En el actual entorno de incertidumbre económica y crisis climática, la industria pesada en América Latina ha llegado a un punto de inflexión. Durante décadas, la gestión del agua y del gas en las plantas industriales se trató de forma aislada, como dos costos fijos que simplemente debían pagarse. Sin embargo, hoy emerge una realidad técnica que está redefiniendo la competitividad: el ahorro de agua es, en esencia, la forma más eficiente de ahorrar gas.
Esta relación, denominada por expertos como el «nexo agua-energía», sugiere que la descarbonización de la industria no solo depende de cambiar la matriz energética, sino de optimizar la gestión hídrica. Cada litro de agua que circula por una caldera o una torre de enfriamiento requiere energía para ser movido y tratado. Gracias a la optimización de procesos que requieren energía (como calderas y torres de enfriamiento), se evitó la emisión de 3.8 millones de toneladas métricas de gases de efecto invernadero (GEI).
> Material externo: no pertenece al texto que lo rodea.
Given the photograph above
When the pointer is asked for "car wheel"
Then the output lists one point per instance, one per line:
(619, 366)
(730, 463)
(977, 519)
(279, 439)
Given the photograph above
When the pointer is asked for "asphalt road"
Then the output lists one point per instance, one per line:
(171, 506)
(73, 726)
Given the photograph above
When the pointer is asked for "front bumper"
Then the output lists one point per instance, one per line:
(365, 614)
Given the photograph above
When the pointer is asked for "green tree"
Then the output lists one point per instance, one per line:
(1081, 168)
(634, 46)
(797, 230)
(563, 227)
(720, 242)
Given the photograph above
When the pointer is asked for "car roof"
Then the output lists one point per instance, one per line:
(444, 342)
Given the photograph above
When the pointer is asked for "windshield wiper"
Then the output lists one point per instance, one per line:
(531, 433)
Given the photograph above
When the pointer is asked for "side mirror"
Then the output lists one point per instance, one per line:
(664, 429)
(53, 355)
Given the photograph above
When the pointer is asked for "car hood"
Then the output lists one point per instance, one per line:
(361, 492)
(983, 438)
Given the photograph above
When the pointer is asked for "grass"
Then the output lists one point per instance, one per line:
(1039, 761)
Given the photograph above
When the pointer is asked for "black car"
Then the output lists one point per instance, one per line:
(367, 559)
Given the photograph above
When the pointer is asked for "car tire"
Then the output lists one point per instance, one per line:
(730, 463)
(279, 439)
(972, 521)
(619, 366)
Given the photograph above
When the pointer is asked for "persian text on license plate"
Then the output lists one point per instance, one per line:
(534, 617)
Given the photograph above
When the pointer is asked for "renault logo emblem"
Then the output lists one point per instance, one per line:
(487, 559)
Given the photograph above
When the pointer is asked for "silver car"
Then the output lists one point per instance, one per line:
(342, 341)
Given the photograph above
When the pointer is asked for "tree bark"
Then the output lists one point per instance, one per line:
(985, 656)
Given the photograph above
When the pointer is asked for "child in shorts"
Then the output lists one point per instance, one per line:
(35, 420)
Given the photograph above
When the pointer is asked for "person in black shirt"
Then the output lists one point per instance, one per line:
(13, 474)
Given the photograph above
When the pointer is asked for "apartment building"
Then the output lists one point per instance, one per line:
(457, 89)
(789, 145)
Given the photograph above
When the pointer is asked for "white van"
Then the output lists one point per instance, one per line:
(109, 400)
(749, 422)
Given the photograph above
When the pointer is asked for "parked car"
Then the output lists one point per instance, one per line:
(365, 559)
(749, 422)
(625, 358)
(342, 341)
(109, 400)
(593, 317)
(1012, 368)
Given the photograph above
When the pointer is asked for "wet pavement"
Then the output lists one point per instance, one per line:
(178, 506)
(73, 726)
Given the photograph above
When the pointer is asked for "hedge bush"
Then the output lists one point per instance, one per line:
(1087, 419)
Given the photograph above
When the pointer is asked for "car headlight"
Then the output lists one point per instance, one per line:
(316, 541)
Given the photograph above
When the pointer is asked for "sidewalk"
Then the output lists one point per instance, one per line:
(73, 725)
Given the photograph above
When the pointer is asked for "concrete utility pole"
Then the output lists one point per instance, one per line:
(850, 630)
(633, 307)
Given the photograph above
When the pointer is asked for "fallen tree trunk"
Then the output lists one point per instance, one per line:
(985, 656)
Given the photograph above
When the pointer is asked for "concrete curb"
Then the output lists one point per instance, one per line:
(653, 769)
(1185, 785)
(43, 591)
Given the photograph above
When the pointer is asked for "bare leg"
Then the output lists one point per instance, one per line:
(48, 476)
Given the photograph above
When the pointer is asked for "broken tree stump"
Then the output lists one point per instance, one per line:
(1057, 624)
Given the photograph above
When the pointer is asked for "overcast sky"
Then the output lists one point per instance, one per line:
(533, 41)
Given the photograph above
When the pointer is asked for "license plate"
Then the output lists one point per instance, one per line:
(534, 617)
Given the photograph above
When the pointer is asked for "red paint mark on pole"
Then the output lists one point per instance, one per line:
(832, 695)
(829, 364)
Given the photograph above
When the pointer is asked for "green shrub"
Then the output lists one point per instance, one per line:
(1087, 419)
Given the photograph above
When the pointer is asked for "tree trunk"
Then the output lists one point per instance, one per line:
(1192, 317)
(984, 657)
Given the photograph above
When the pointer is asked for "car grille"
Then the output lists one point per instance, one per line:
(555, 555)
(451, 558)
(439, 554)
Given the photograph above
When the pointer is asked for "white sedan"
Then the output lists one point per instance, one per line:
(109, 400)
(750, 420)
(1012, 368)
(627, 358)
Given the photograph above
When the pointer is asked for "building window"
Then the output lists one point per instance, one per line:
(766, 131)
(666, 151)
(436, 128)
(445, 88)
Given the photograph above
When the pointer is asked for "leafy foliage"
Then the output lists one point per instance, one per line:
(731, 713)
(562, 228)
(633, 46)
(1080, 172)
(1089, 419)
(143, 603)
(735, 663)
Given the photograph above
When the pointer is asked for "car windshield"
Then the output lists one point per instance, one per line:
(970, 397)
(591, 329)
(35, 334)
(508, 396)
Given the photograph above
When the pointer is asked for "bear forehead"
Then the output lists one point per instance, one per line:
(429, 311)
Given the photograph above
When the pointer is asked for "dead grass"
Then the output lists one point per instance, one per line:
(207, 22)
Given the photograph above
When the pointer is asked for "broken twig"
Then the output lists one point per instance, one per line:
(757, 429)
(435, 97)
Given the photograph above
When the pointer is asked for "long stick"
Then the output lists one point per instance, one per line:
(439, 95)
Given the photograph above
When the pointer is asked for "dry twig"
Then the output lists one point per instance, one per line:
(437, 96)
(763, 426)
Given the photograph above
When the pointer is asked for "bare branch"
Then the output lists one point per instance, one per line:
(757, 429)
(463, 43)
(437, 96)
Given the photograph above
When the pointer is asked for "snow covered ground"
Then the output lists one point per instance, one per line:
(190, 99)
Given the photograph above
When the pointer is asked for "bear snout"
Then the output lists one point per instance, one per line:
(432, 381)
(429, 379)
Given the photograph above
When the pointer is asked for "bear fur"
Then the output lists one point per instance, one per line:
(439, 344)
Por lo tanto, una reducción en el volumen de agua tiene un impacto inmediato y proporcional en el consumo de gas y en la factura energética de la compañía.
«No podemos hablar de sostenibilidad si no hablamos de rentabilidad operativa. Hoy, la industria pesada tiene el reto de producir más con recursos cada vez más escasos, y la clave está en entender que el agua y el gas son un binomio inseparable», señala Vanessa Spicker, líder de la unidad de negocio Basic Industries de Ecolab. «Cuando logramos que una planta optimice sus ciclos de agua a través de la digitalización, estamos eliminando de raíz ineficiencias térmicas que antes se daban por sentadas. El ahorro real ocurre cuando dejas de calentar agua que no necesitas o cuando evitas que la corrosión te obligue a quemar más gas para mantener la temperatura del proceso». Concluye
Desde una perspectiva de asesoría industrial, el enfoque ya no se trata de implementar medidas aisladas de conservación, sino de adoptar una inteligencia operativa que detecte fugas de valor en tiempo real. La integración de tecnologías predictivas permite que industrias críticas como la del acero o la minería dejen de reaccionar ante los problemas de escala o incrustación y comiencen a gestionar el agua como un activo estratégico.
En el contexto colombiano, donde la normativa reciente exige a las empresas reducir al menos un 10% de su consumo hídrico ante escenarios de estrés climático, la estrategia de eficiencia térmica cobra un valor estratégico. «Hoy atendemos varios sectores industriales en Colombia, desde refinerías y minería hasta manufactura y alimentos. En todos ellos, el mensaje es claro: la digitalización permite que plantas de acero o energía reduzcan su consumo de líquido en un 30%, lo que se traduce en una disminución de costos operativos” Agrega Spicker.
En última instancia, el éxito de la industria en la región dependerá de su capacidad para adoptar este «dúo del ahorro». Menos agua y menos gas no solo representan un alivio para el ecosistema, sino que constituyen una estrategia de defensa financiera ante un mercado energético cada vez más volátil. La eficiencia ya no es una meta de relaciones públicas; es el motor de la vigencia industrial en el siglo XXI.